Former U.S. officials and other experts said the United States essentially had two options when it came to trying to curb North Korea's fast-expanding nuclear and missile programs — negotiate or take military action.
Neither path offers certain success and the military option is fraught with huge dangers, especially for Japan and South Korea, U.S. allies in close proximity to North Korea.
The Republican president-elect complained in a separate tweet that China, North Korea's neighbor and only ally, was not helping to contain Pyongyang — despite China's support for successive rounds of U.N. sanctions against Pyongyang.
While many critics, including within President Barack Obama's administration, agreed China could press North Korea harder, the State Department said it did not agree with Trump's assessment that China was not helping.

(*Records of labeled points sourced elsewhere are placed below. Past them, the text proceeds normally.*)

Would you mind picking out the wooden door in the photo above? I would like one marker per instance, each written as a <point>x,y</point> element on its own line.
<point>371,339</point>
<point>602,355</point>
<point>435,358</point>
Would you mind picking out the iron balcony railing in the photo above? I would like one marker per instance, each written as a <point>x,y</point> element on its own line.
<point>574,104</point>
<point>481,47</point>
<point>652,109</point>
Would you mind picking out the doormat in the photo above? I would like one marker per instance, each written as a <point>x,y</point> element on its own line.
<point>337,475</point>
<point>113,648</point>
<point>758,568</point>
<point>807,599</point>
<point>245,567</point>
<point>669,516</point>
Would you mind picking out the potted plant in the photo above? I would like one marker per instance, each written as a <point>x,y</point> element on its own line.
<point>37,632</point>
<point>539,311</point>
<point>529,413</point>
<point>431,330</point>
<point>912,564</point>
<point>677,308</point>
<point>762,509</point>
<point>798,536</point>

Experts said Trump's tough stance toward Beijing on issues from trade to Taiwan could prove counterproductive in securing greater Chinese cooperation.
James Acton, co-director of the Nuclear Policy Program at Washington's Carnegie Endowment for International Peace think tank, said that with his North Korea tweet, Trump had drawn a red line he could later be judged by, like Obama's 2012 warning to Syria over the use of chemical weapons.

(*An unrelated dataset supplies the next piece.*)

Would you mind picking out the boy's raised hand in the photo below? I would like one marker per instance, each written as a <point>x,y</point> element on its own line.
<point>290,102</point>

"This was a foolhardy tweet for Trump to send given the enormous challenges of constraining North Korea's nuclear and missile programs. I think this could be something that comes back to haunt him."
U.S. officials, who did not want to be identified, said that if ordered, the U.S. military had three options to respond to a North Korean missile test — a pre-emptive strike before it is launched, intercepting the missile in flight, or allowing a launch to take place unhindered.

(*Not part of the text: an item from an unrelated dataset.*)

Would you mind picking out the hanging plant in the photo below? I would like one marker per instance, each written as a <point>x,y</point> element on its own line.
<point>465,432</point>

One official, who did not wish to be named, said there were risks with pre-emptive action, including the possibility of striking the wrong target — or North Korean retaliation against regional allies.
Arms control expert Jeffrey Lewis questioned whether U.S. missile defenses could shoot down a test missile, absent a lucky shot, and said destroying North Korea's nuclear and missile programs would be a huge and risky undertaking.
Lewis, at the Middlebury Institute of International Studies in Monterey, California, said it would require "a large military campaign ... over a fairly substantial period of time."
He noted that North Korea's main nuclear and missile test sites were on different sides of the country and factories that supplied them were scattered over several provinces.
"There's a warren of tunnels under the nuclear site. And an ICBM can be launched from anywhere in the country because it's mobile. You might as well invade the country," Lewis said.
Republican U.S. Senator Cory Gardner, writing on cnn.com, said he hoped Trump's administration would impose "secondary sanctions" on firms and entities that help North Korea's weapons programs, many of which were in China.